Collect environment and workload details

  • Determine if NSX Guest Introspection is used in the customer environment. If it is not, remove the Guest Introspection service for the virtual machine, and confirm the issue is resolved. Troubleshoot a Guest Introspection issue only if Guest Inspection is required.

  • Collect environment details:

  • ESXi build version - Run the command uname –a on the ESXi host or click on a host in the vSphere Web Client and look for the build number at top of the right-hand pane.
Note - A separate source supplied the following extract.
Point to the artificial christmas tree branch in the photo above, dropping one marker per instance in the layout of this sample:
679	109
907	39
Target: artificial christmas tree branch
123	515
  • Linux Product version and Build number
    /usr/sbin/vsep -v will give the production version

    Build number
    ------------------
    Ubuntu 
    dpkg -l | grep vmware-nsx-gi-file
    SLES12 and RHEL7
    rpm -qa | grep vmware-nsx-gi-file

  1. NSX for vSphere version.

    1. Partner solution name and version number.

    2. EPSec Library version number used by the partner solution: Log into the SVM and run #strings path to EPSec library/libEPSec.so | grep BUILD.

    3. Guest operating system in the virtual machine.

    4. Any other third-party applications or file system drivers.

 
  1. ESX host component (MUX) version - run the command esxcli software vib list | grep epsec-mux.

  2. Collect workload details, such as the type of server.
    For example:
    Web or database

  3. Collect ESXi host logs. For more information, see Collecting diagnostic information for VMware ESX/ESXi (653).

  4. Collect service virtual machine (SVM) logs from the partner solution. Reach out to your partner for more details on SVM log collection.

  5. Collect a suspend state file while the problem is occurring, see Suspending a virtual machine on ESX/ESXi to collect diagnostic information (2005831)

Collect diagnostic information

See these links for more information:

Troubleshoot specific issues

These sections describe how to isolate and troubleshoot specific issues.

 

In general, NSX GI partners provide the first level of technical support. VMware recommends contacting the partner where possible, particularly for performance and interoperability issues.

Troubleshooting Thin Agent crash


If thin agent crashes its core file will be generated at / directory. Collect the core dump file (core) from location / directory.  
Note: Please use “file” command to check if core is generated by vsep.

For example:

# file core

core: ELF 64-bit LSB  core file x86-64, version 1 (SYSV), SVR4-style, from '/usr/sbin/vsep'


Virtual machine crash
Enable the crashdump on linux system using the vendor specific method published by Ubuntu 14.04 TLS, Rhel 7 and Sles 12 respectively. After crashdump is enabled, system crash dump would be saved at the location specified by the vendor.

Virtual machine hang or freeze

Collect the VMware vmss file of the virtual machine in a suspended state, see Suspending a virtual machine on ESX/ESXi to collect diagnostic information (2005831) or crash the virtual machine and collect the full memory dump file. VMware offers a utility to convert an ESXi vmss file to a core dump file. See the Vmss2core fling from VMware.